Un programa que suelde la unidad de la clase obrera entre fijos y temporales, de planta y de subcontrata o ETT… y sobre todo con los trabajadores inmigrantes que antes ayudaron en gran medida a crear el boom y ahora son usados como chivos expiatorios por la patronal y sus partidos para dividir a los trabajadores y culpabilizar al único gran responsable de la crisis actual: la gran patronal española y su Estado. El movimiento obrero debe tomar la defensa de los trabajadores inmigrantes como una de sus principales banderas, contra las leyes de Extranjería y las expulsiones, papeles para todos. Un programa que defienda una salida obrera contra el paro, que luche por el reparto de horas de trabajo entre los brazos disponibles, y la nacionalización sin indemnización y puesta bajo control de los trabajadores para cualquier empresa que cierre o proponga EREs. Un programa contra la carestía de la vida, por 1200 euros de SMI y subidas salariales acordes con las subidas reales del precio de la vida. No hay salida progresiva sin tocar las ganancias a los capitalistas. Mientras los trabajadores y otros sectores humildes de la sociedad empiezan a vivir las consecuencias más duras de la crisis, empresas como Repsol siguen haciendo fortunas. Hay que luchar por subidas de impuestos inmediatos a las grandes fortunas, en especial a los grandes bancos y a la Repsol (gran beneficiaria española de las subidas de los carburantes), para rebajar el precio del gasoil a los sectores de la pequeña burguesía abocada a la ruina, a la vez que por la eliminación del IVA que paga sobre todo la población trabajadora.

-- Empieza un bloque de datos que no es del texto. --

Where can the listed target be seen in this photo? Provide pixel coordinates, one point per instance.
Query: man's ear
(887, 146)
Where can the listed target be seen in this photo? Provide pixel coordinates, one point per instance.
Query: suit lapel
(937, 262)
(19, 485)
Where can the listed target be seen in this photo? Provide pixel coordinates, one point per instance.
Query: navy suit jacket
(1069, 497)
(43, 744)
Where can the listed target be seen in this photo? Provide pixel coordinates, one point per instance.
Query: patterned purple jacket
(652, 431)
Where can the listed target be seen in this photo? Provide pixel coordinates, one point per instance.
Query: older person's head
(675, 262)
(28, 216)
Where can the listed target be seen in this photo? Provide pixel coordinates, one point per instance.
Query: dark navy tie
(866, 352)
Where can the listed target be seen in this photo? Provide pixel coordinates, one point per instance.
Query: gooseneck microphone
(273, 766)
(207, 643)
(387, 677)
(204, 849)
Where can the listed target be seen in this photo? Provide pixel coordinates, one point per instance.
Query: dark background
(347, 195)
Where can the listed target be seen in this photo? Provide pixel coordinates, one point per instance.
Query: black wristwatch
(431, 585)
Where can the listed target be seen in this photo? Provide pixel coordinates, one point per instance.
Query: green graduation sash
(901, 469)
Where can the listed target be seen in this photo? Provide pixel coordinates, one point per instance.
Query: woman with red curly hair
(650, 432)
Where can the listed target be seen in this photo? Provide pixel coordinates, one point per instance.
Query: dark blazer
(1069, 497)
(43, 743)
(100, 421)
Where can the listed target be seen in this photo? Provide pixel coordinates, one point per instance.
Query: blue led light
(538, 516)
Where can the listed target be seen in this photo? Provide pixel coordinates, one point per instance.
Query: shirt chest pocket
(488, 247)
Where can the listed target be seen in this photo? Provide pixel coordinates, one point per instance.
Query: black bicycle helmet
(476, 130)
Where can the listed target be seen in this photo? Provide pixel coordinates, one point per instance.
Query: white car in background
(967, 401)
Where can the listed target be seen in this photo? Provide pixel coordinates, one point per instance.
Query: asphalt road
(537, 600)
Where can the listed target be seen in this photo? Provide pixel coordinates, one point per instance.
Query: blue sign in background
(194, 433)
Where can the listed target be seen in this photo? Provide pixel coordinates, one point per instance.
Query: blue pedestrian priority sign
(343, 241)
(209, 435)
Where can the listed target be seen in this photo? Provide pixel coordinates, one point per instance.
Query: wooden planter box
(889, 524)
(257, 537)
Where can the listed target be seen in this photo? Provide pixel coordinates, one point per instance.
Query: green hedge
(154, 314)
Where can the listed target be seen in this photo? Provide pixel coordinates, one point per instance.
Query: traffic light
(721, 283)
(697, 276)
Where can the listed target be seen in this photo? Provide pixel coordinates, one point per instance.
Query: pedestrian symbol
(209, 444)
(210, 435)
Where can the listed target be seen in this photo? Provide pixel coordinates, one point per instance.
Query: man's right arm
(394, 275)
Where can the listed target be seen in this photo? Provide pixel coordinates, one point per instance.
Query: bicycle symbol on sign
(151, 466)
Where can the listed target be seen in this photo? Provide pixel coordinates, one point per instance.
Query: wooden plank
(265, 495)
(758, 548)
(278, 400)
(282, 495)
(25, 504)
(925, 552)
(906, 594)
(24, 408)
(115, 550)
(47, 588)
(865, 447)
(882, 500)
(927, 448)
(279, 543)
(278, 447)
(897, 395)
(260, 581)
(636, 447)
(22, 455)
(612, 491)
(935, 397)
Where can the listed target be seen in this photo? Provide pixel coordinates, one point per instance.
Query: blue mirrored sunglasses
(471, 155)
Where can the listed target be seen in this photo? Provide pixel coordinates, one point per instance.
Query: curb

Es fundamental que la clase obrera se ponga a la altura de la situación, soldando en primer lugar la unidad de sus filas y ganado la hegemonía de todos los sectores afectados por el gran capital ya que si no lo hace la desesperación de los pequeños propietarios que hoy en día desestabilizan al gobierno Zapatero pueden ser un caldo de cultivo para variantes más derechistas tipo Berlusconi o la Lega Nord que ya se perfilan en el PP.

1-Ver Editorial y Dossier Economía de Contracorriente nº7. 2-la editorial de El pais del 12/06/08 decía así: “Hasta ahora, el Gobierno sólo ha tomado una decisión firme y certera: rechazar las ayudas fiscales, incluida la tarifa mínima de combustibles, que reclaman los huelguistas. Son discriminatorias y no resuelven el problema de fondo del sector, que es la atomización empresarial. Fomento debe mantenerse firme y ofrecer tan sólo ayudas laborales y apoyos a la reconversión del sector del transporte.” 3-Ver www.ipcreal.com 4-Ver “La Lucha para derrotar el plan Bolonia…” en Contracorriente nº7.